Brodalumab is the most advanced candidate, poised for Phase III psoriasis trials.
AstraZeneca is paying Amgen $50 million in a deal to jointly develop and commercialize five mAbs from Amgen’s clinical inflammation pipeline. The deal covers AMG 139, AMG 157, AMG 181, AMG 557, and brodalumab (AMG 827).
The companies will share both costs and profits. Based on current plans, approximately 65% percent of costs for the 2012–2014 period will be funded by AstraZeneca. Thereafter, the companies will split costs equally. Amgen will book sales globally and will retain a low single-digit royalty for brodalumab and a mid single-digit royalty for the rest of the portfolio, after which the companies will share profits equally. The agreement does not include certain territories previously partnered by Amgen for brodalumab with Kyowa Hakko Kirin and AMG 557 with Takeda.
The collaboration will provide Amgen with additional resources to optimally progress its candidates, and Amgen will benefit from the strong respiratory, inflammation, and asthma development expertise of MedImmune, AstraZeneca’s biologics arm. The collaboration will also capitalize on AstraZeneca’s global commercial reach in respiratory and gastrointestinal diseases.

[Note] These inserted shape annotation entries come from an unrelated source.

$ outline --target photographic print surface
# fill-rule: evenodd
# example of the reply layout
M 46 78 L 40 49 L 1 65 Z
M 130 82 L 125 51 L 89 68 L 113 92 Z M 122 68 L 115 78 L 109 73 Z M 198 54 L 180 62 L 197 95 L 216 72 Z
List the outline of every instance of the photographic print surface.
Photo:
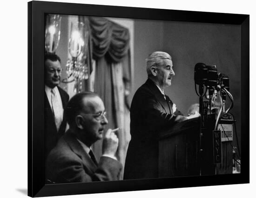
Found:
M 241 25 L 76 10 L 41 18 L 37 196 L 242 182 Z

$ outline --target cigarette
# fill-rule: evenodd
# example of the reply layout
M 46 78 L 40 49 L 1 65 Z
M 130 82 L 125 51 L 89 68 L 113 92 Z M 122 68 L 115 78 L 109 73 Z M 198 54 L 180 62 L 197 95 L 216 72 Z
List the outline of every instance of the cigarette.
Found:
M 111 132 L 115 132 L 116 131 L 117 131 L 118 130 L 119 130 L 119 128 L 115 128 L 115 129 L 113 129 L 111 131 Z

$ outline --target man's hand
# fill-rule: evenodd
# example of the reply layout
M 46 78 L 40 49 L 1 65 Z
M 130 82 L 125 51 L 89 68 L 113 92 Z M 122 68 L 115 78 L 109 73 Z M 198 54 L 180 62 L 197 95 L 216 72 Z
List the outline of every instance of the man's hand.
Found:
M 103 138 L 102 154 L 115 156 L 118 147 L 118 138 L 112 129 L 107 131 Z
M 187 118 L 188 119 L 192 119 L 199 117 L 200 115 L 200 114 L 197 111 L 195 111 L 194 114 L 190 115 L 189 116 L 187 117 Z

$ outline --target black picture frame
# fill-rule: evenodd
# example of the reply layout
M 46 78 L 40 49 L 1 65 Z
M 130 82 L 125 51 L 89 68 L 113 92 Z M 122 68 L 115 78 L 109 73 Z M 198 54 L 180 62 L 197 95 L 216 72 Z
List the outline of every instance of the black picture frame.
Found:
M 74 195 L 249 183 L 249 16 L 32 1 L 28 3 L 28 194 Z M 46 13 L 235 24 L 241 26 L 241 173 L 87 183 L 45 184 L 44 158 L 44 16 Z M 39 89 L 39 88 L 40 88 Z

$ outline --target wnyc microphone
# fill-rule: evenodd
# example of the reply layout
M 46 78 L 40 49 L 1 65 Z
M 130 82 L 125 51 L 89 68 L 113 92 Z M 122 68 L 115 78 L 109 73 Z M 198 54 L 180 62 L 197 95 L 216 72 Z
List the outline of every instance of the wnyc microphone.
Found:
M 196 84 L 206 84 L 207 81 L 207 67 L 204 63 L 198 63 L 195 65 L 194 79 Z
M 205 64 L 202 63 L 195 64 L 194 78 L 195 83 L 199 85 L 199 95 L 202 96 L 203 94 L 203 85 L 206 85 L 207 81 L 207 67 Z

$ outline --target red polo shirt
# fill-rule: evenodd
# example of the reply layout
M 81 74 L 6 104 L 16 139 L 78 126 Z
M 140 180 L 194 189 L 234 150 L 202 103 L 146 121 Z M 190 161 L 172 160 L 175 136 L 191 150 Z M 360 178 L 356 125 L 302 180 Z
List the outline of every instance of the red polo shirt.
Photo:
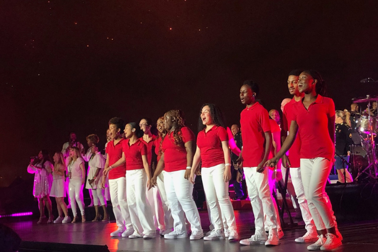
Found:
M 154 146 L 155 146 L 155 154 L 157 156 L 157 162 L 159 162 L 159 160 L 160 160 L 161 156 L 160 156 L 160 152 L 159 150 L 160 149 L 160 142 L 161 142 L 162 137 L 158 137 L 154 140 Z
M 114 141 L 108 143 L 105 152 L 109 156 L 109 166 L 110 166 L 122 157 L 122 144 L 125 139 L 121 138 L 114 146 Z M 109 171 L 109 179 L 115 179 L 126 176 L 126 164 L 113 168 Z
M 211 167 L 224 164 L 222 142 L 228 141 L 228 136 L 223 127 L 213 126 L 207 132 L 206 128 L 197 136 L 197 146 L 201 150 L 203 167 Z
M 293 98 L 284 106 L 282 112 L 282 120 L 283 120 L 282 129 L 285 132 L 290 131 L 291 121 L 294 120 L 295 116 L 293 112 L 293 105 L 296 103 Z M 292 167 L 298 168 L 300 167 L 300 138 L 299 134 L 297 134 L 293 145 L 289 149 L 289 159 Z
M 126 170 L 139 170 L 143 169 L 142 156 L 147 155 L 147 146 L 140 139 L 130 146 L 129 139 L 122 143 L 122 149 L 126 158 Z
M 243 139 L 243 165 L 256 167 L 265 153 L 264 133 L 270 131 L 268 111 L 259 102 L 246 107 L 240 113 L 240 127 Z
M 330 136 L 328 122 L 335 115 L 333 100 L 318 95 L 307 109 L 301 101 L 294 103 L 293 111 L 301 140 L 300 158 L 323 157 L 332 160 L 335 147 Z M 332 123 L 335 125 L 334 122 Z
M 186 126 L 181 128 L 178 134 L 183 141 L 180 146 L 174 144 L 173 132 L 168 133 L 163 140 L 162 151 L 164 153 L 164 170 L 167 172 L 186 169 L 186 150 L 184 144 L 194 141 L 195 137 L 193 132 Z
M 147 146 L 147 160 L 148 160 L 149 165 L 151 165 L 151 162 L 152 159 L 152 146 L 154 146 L 154 141 L 156 138 L 157 138 L 157 136 L 153 135 L 152 139 L 148 143 L 144 141 L 143 137 L 139 139 L 142 143 Z

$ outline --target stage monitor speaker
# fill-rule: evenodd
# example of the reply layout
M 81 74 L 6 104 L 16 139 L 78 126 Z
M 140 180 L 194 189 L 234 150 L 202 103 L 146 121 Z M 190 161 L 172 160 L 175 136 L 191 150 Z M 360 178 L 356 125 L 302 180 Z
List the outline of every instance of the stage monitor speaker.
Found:
M 82 244 L 58 243 L 38 241 L 22 241 L 19 252 L 109 252 L 106 245 L 86 245 Z

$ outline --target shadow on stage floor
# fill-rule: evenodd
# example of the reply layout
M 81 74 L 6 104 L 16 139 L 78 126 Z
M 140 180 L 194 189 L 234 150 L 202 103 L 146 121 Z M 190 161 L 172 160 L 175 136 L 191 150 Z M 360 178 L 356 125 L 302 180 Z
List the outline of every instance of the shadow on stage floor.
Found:
M 248 238 L 254 233 L 254 216 L 250 211 L 235 211 L 237 226 L 241 238 Z M 200 212 L 203 228 L 209 230 L 207 212 Z M 263 244 L 243 246 L 238 241 L 229 242 L 226 239 L 219 241 L 191 241 L 188 238 L 165 239 L 159 236 L 150 240 L 143 238 L 111 238 L 109 233 L 116 229 L 115 223 L 87 222 L 66 224 L 36 224 L 36 220 L 7 222 L 24 241 L 62 243 L 106 245 L 111 251 L 143 251 L 146 252 L 195 251 L 211 252 L 226 251 L 307 251 L 307 243 L 298 243 L 294 239 L 303 235 L 305 230 L 303 222 L 299 227 L 284 230 L 281 244 L 267 247 Z M 344 223 L 339 226 L 343 235 L 343 244 L 338 251 L 375 252 L 378 246 L 378 220 Z M 22 251 L 22 250 L 20 250 Z

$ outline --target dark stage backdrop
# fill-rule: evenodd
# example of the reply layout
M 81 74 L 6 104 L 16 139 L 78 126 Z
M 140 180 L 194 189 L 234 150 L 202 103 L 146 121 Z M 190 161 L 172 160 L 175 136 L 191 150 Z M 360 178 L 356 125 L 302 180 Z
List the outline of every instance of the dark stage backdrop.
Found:
M 32 176 L 29 157 L 60 150 L 71 131 L 104 141 L 114 116 L 179 108 L 196 132 L 200 106 L 213 102 L 237 122 L 247 79 L 268 109 L 290 96 L 297 68 L 322 74 L 337 109 L 378 94 L 378 83 L 359 82 L 378 80 L 375 3 L 2 1 L 0 186 Z

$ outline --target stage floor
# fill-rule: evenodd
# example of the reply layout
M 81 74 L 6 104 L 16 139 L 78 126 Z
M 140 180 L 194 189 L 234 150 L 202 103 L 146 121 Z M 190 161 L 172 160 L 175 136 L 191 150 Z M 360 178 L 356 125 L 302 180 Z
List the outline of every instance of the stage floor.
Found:
M 250 211 L 235 211 L 237 225 L 241 238 L 249 238 L 254 233 L 254 216 Z M 203 228 L 209 230 L 206 211 L 201 211 Z M 297 228 L 284 230 L 285 236 L 280 245 L 266 247 L 264 244 L 244 246 L 238 241 L 229 242 L 227 239 L 218 241 L 189 240 L 186 238 L 166 239 L 156 238 L 111 238 L 109 233 L 116 229 L 115 223 L 87 222 L 85 223 L 38 225 L 37 220 L 7 222 L 3 224 L 13 229 L 24 241 L 64 243 L 107 245 L 113 252 L 143 251 L 146 252 L 196 252 L 227 251 L 307 251 L 308 243 L 298 243 L 294 239 L 305 232 L 302 225 Z M 303 224 L 303 222 L 299 223 Z M 353 222 L 339 225 L 343 244 L 337 251 L 375 252 L 378 247 L 378 220 Z

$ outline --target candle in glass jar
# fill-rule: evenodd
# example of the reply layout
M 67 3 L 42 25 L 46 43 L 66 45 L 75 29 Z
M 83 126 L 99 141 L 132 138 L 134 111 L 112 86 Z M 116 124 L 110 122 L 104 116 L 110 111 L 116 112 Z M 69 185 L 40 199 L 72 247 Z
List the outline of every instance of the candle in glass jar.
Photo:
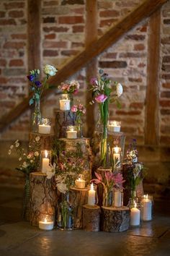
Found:
M 136 208 L 136 203 L 135 203 L 135 207 L 130 209 L 130 225 L 139 226 L 140 218 L 140 210 Z
M 96 201 L 95 197 L 96 197 L 96 191 L 94 189 L 94 185 L 92 183 L 90 186 L 90 189 L 89 190 L 88 205 L 94 205 Z
M 141 219 L 143 221 L 151 221 L 152 219 L 152 201 L 148 198 L 148 195 L 144 195 L 141 201 L 142 210 Z
M 50 159 L 48 158 L 48 151 L 45 150 L 45 158 L 42 161 L 42 172 L 46 173 L 49 168 Z
M 60 109 L 64 111 L 71 109 L 70 100 L 60 100 Z
M 84 189 L 86 186 L 86 182 L 81 179 L 80 177 L 75 181 L 76 187 L 78 189 Z

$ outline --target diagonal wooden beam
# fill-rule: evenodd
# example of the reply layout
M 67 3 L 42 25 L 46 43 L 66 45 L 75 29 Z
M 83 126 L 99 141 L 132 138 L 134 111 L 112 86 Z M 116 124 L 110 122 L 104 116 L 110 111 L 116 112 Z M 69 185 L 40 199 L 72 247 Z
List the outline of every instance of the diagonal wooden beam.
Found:
M 60 84 L 75 74 L 93 58 L 117 42 L 125 33 L 143 20 L 143 19 L 153 14 L 167 0 L 144 1 L 139 7 L 134 9 L 130 14 L 114 25 L 104 35 L 76 56 L 57 73 L 56 76 L 51 77 L 50 83 Z M 53 93 L 52 90 L 48 90 L 42 97 L 47 97 Z M 28 102 L 29 97 L 24 99 L 21 103 L 0 119 L 0 131 L 2 131 L 8 124 L 29 108 Z

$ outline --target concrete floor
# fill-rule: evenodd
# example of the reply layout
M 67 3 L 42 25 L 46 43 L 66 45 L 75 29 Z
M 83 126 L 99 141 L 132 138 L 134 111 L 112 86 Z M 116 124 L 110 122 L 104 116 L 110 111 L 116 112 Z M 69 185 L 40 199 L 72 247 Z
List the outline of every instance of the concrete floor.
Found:
M 0 187 L 1 256 L 170 255 L 170 201 L 156 201 L 151 222 L 126 232 L 43 231 L 20 218 L 22 192 Z

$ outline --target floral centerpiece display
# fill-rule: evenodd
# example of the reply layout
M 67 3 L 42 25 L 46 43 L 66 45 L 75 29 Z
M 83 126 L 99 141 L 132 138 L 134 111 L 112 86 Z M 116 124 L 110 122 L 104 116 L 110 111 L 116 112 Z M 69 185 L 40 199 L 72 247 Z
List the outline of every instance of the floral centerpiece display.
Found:
M 29 145 L 29 153 L 22 147 L 19 140 L 16 140 L 14 144 L 10 146 L 8 154 L 11 155 L 12 151 L 16 151 L 18 155 L 18 161 L 19 166 L 16 170 L 22 172 L 25 176 L 24 184 L 24 197 L 23 203 L 22 217 L 27 217 L 27 210 L 29 210 L 30 200 L 30 174 L 37 170 L 40 164 L 40 137 L 37 136 L 32 143 Z
M 100 160 L 103 167 L 106 166 L 107 146 L 107 123 L 109 118 L 109 105 L 115 102 L 120 107 L 117 98 L 122 94 L 122 86 L 117 82 L 112 82 L 108 78 L 108 74 L 100 69 L 97 78 L 91 78 L 90 81 L 94 101 L 99 103 L 101 121 L 103 126 L 102 137 L 100 148 Z M 94 103 L 92 101 L 91 103 Z
M 73 105 L 71 107 L 71 111 L 73 113 L 76 114 L 75 124 L 77 127 L 78 137 L 83 137 L 81 117 L 83 115 L 84 115 L 86 114 L 86 109 L 82 104 L 79 103 L 77 105 Z
M 32 96 L 29 103 L 30 105 L 35 103 L 35 111 L 32 117 L 32 131 L 33 132 L 37 132 L 38 124 L 40 123 L 40 98 L 43 90 L 50 87 L 49 84 L 47 83 L 47 80 L 50 77 L 54 76 L 58 72 L 55 67 L 48 64 L 44 67 L 43 71 L 46 76 L 42 82 L 40 80 L 40 71 L 39 69 L 30 71 L 30 74 L 27 76 L 28 80 L 31 82 L 30 90 L 32 92 Z

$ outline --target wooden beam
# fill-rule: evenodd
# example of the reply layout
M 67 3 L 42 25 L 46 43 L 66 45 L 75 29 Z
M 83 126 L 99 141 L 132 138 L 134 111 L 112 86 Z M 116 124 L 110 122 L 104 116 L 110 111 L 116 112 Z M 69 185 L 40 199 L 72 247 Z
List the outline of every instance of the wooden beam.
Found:
M 158 142 L 158 69 L 160 51 L 160 10 L 156 12 L 149 20 L 148 48 L 148 81 L 146 88 L 146 107 L 145 143 L 156 145 Z
M 113 25 L 104 35 L 95 40 L 80 52 L 63 69 L 58 71 L 56 76 L 51 77 L 50 84 L 60 84 L 63 80 L 75 74 L 84 67 L 94 57 L 101 54 L 109 46 L 117 42 L 125 33 L 131 29 L 143 18 L 153 14 L 160 8 L 167 0 L 146 0 L 139 7 Z M 47 97 L 53 93 L 52 90 L 48 90 L 42 97 Z M 14 121 L 20 114 L 28 108 L 29 98 L 24 99 L 23 102 L 17 106 L 9 114 L 0 119 L 0 131 L 2 131 L 9 124 Z M 17 114 L 16 114 L 16 110 Z
M 97 39 L 98 15 L 97 0 L 86 0 L 86 47 L 92 45 Z M 86 80 L 90 81 L 91 77 L 97 74 L 97 58 L 93 59 L 86 66 Z M 88 85 L 87 85 L 88 87 Z M 88 88 L 86 94 L 86 137 L 91 137 L 94 131 L 94 105 L 89 105 L 92 101 L 91 93 Z

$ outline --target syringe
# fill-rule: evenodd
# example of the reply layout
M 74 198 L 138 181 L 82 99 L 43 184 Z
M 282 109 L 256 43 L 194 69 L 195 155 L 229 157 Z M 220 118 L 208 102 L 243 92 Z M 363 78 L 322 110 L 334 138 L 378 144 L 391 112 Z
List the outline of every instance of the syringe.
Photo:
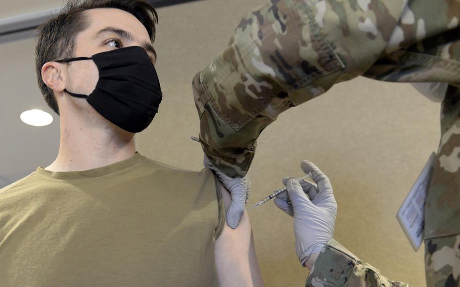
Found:
M 306 175 L 305 175 L 305 176 L 304 176 L 303 177 L 302 177 L 302 178 L 298 178 L 298 179 L 297 179 L 297 180 L 298 180 L 299 181 L 300 181 L 302 180 L 302 179 L 304 179 L 305 177 L 308 177 L 308 176 L 310 176 L 310 177 L 311 176 L 311 172 L 309 172 L 309 173 L 308 173 L 308 174 L 307 174 Z M 265 198 L 263 199 L 263 200 L 261 200 L 260 201 L 259 201 L 259 202 L 258 202 L 257 203 L 256 203 L 254 206 L 253 206 L 253 207 L 251 208 L 251 209 L 252 209 L 252 208 L 255 208 L 255 207 L 257 207 L 259 206 L 259 205 L 262 205 L 262 204 L 263 204 L 264 203 L 267 202 L 267 201 L 268 201 L 270 200 L 270 199 L 273 198 L 274 197 L 275 197 L 277 196 L 277 195 L 279 195 L 280 194 L 286 192 L 286 191 L 287 190 L 288 190 L 288 189 L 287 189 L 287 188 L 286 187 L 285 187 L 285 188 L 282 188 L 282 189 L 277 189 L 277 190 L 275 190 L 273 193 L 272 193 L 272 194 L 271 194 L 271 195 L 270 195 L 269 196 L 267 196 L 267 197 L 266 197 Z

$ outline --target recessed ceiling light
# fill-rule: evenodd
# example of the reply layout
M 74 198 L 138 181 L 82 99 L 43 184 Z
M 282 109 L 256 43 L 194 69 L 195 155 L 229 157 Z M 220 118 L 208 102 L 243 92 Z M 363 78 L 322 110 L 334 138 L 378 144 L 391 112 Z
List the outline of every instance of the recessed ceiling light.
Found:
M 21 114 L 21 120 L 28 125 L 43 126 L 53 122 L 53 116 L 41 110 L 29 110 Z

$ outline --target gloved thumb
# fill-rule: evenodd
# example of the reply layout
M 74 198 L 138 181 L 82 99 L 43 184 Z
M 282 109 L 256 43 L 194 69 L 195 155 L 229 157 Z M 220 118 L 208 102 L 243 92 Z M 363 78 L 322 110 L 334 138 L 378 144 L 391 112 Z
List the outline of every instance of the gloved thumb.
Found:
M 289 198 L 291 199 L 291 202 L 292 203 L 294 213 L 296 213 L 296 209 L 300 206 L 304 206 L 305 205 L 313 205 L 296 179 L 291 178 L 289 179 L 286 184 L 286 188 L 288 190 L 288 194 L 289 195 Z
M 227 211 L 227 224 L 233 229 L 236 228 L 240 224 L 240 221 L 241 220 L 241 217 L 244 213 L 244 204 L 243 205 L 239 204 L 238 202 L 234 201 L 234 199 L 232 199 L 232 203 L 230 204 L 230 208 Z

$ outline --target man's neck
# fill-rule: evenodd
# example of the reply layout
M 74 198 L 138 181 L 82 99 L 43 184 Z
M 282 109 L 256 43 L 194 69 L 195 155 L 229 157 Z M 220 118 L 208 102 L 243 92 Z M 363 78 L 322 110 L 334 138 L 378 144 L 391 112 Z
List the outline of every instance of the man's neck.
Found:
M 71 127 L 64 128 L 61 125 L 59 152 L 54 162 L 45 169 L 51 171 L 86 170 L 108 165 L 135 155 L 132 134 L 115 134 L 109 129 L 95 130 L 84 127 Z

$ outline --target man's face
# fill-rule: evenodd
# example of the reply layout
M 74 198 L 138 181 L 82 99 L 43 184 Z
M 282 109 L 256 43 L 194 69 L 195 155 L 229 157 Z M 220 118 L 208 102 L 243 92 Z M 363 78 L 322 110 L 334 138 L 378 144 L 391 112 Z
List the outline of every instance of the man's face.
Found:
M 149 34 L 133 15 L 114 8 L 90 9 L 84 13 L 89 26 L 75 38 L 75 57 L 90 57 L 101 52 L 141 46 L 155 64 L 156 55 Z M 66 88 L 72 92 L 89 94 L 95 89 L 98 79 L 98 68 L 93 61 L 72 62 L 67 68 Z M 92 107 L 85 101 L 79 99 L 75 101 L 79 108 L 91 111 Z

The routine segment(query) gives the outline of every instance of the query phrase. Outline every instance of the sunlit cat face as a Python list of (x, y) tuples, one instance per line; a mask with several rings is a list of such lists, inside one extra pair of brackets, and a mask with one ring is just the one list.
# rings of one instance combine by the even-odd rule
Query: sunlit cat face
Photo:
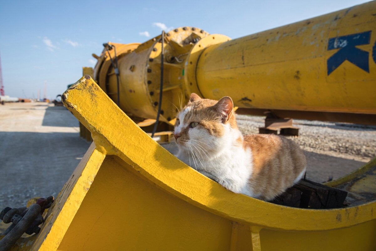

AstraZeneca will lead the development and commercial strategy of AMG 139, AMG 157, and AMG 181, while Amgen will lead the development and commercial strategy of brodalumab and AMG 557. Each development and commercialization lead will be under the oversight of joint governing bodies.
For brodalumab, commercial promotion will be split. Amgen will promote in dermatology indications in the U.S. and Canada and in rheumatology indications in the U.S., Canada, and Europe. AstraZeneca will promote in respiratory and, initially, in dermatology indications of brodalumab across all territories outside the U.S., Canada, and those markets where Amgen has existing partnerships. Allocation of promotional rights for other territories, indications, and molecules will be agreed upon later between the companies.
Brodalumab binds to and blocks signaling via the IL-17 receptor. It is being investigated for psoriasis (completed Phase II), psoriatic arthritis (Phase II), and asthma (Phase II). AMG 139 is being investigated in Phase Ib for Crohn disease. AMG 181 is being tested in Phase Ia and Phase Ib for ulcerative colitis and Crohn disease. AMG 557 binds to B7-related protein 1 (B7RP-1) and is in Phase Ib for autoimmune diseases such as systemic lupus erythematosus. AMG 157 blocks interaction of thymic stromal lymphopoietin (TSLP) with the TSLP receptor and is being investigated in Phase Ib for asthma.